Malaria vector (s) and non-vectors may periodically extend their range beyond
their normal area of distribution when temporarily suitable conditions occur
in neighboring areas (WHO, 1998). This may explain the
presence of An. ziemanni in study area which is widely encountered in
West Africa extending to Ethiopia with scanty, localized distribution in East
Africa (Gillies and De Meillon, 1968). In Kenya, it has
been previously reported mainly in the low lands of Lake Victoria basin (Khamala,
1971; Kamau et al., 2006). In the present
study, the species was encountered but its vectorial importance is not clear
although, it is known to be susceptible to and can maintain malaria parasites
(Gillies and De Meillon, 1968), feeds on both man and
animals (Kamau et al., 2006). The species may
be undergoing a phase of adaptation to live in highland areas in proximity to
the normal habitat, the lowlands. There is need for further field and experimental
studies on An. ziemanni as regards possible role in malaria transmission
in both low and high altitude areas. The presence of a species of well known
malaria vector, An. arabiensis, a predominant vector in lowlands at high
altitude raises curiosity. If determined and confirmed in larger long-term studies,
the presence of An. arabiensis at the present high altitude area would
support scanty reports that the species is capable of breeding and transmitting
malaria in a highland area (Chen et al., 2006).
It is possible that regular travel between Lake Victoria lowlands and the western
highlands could introduce the vector into highlands. Both An. gambiae s.s
and An. arabiensis have similar requirements for their larval environment
(Service et al., 1977; Gimnig
et al., 2001). Therefore, there is a possibility that An. arabiensis
imported into the highlands could become established and become an important
malaria vector together with An. gambiae s.s in future. Whenever these
two species occur together, populations of An. arabiensis are known to
survive the dry season better while populations of An. gambiae s.s. peak
shortly after onset of rainy season (Koenraadt, 2003).
If this scenario is established, then malaria transmission in the western highlands
of Kenya could become perennial as opposed to the current seasonal transmission.

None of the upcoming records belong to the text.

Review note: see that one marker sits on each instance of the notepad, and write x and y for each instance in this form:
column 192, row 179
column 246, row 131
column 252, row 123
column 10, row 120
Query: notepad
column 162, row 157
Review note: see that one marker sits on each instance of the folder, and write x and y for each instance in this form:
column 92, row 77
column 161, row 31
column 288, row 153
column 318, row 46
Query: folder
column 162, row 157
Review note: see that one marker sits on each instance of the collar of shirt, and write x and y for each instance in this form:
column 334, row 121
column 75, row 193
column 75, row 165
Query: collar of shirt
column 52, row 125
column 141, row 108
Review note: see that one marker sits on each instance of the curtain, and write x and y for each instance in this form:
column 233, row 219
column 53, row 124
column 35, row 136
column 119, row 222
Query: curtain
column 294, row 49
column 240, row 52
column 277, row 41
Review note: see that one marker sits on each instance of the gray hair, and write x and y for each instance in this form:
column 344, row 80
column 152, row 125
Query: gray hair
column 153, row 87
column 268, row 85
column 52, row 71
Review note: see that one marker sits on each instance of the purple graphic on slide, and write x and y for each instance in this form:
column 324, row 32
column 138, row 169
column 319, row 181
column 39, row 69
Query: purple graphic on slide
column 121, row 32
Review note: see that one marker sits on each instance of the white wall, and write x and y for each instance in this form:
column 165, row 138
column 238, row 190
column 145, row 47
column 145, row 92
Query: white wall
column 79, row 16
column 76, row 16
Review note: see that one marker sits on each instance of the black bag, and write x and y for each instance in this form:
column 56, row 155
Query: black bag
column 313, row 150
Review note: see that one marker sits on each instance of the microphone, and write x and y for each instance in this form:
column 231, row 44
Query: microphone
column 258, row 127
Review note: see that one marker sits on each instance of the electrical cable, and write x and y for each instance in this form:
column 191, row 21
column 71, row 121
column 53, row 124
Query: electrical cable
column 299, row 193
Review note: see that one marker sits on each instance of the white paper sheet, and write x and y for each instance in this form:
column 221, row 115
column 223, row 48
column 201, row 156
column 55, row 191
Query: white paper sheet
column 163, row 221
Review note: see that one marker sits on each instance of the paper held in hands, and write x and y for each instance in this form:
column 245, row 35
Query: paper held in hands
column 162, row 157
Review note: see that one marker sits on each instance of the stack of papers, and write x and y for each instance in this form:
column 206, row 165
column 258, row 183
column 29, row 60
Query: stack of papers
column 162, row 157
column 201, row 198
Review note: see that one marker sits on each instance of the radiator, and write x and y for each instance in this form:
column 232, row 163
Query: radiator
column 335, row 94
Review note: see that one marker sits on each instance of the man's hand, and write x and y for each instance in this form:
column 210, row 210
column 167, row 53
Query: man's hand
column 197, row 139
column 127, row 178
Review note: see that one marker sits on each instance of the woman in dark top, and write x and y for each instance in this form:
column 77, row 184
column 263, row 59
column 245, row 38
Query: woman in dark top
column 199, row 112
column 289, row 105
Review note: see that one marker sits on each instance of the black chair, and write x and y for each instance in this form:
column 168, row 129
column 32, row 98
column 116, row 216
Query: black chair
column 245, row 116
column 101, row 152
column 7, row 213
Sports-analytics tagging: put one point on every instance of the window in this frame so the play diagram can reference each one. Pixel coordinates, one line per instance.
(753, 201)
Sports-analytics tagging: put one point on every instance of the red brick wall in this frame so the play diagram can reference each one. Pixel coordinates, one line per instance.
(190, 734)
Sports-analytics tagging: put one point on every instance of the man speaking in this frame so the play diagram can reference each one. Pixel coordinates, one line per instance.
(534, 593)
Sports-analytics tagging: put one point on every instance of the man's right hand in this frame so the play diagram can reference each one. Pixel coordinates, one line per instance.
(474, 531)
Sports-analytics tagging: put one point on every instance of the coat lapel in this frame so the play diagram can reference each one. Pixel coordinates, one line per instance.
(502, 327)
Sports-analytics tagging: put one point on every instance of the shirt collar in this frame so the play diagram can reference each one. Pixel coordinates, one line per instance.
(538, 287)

Malaria transmission in the western highlands of Kenya is seasonal, focal in nature, sporadic with more cases reported in communities living at valley bottoms where highest concentration of breeding habitats are located. It is concluded that intervention strategies should therefore be appropriately focused at these points when identified for cost effectiveness and better results.
The researchers acknowledge technical and field assistance from the Division of Vector-Borne Diseases [DVBD], Kapsabet Station and the Ministry of Health, Kenya and Kenya Medical Research Institute [KEMRI], Kisumu, Kenya.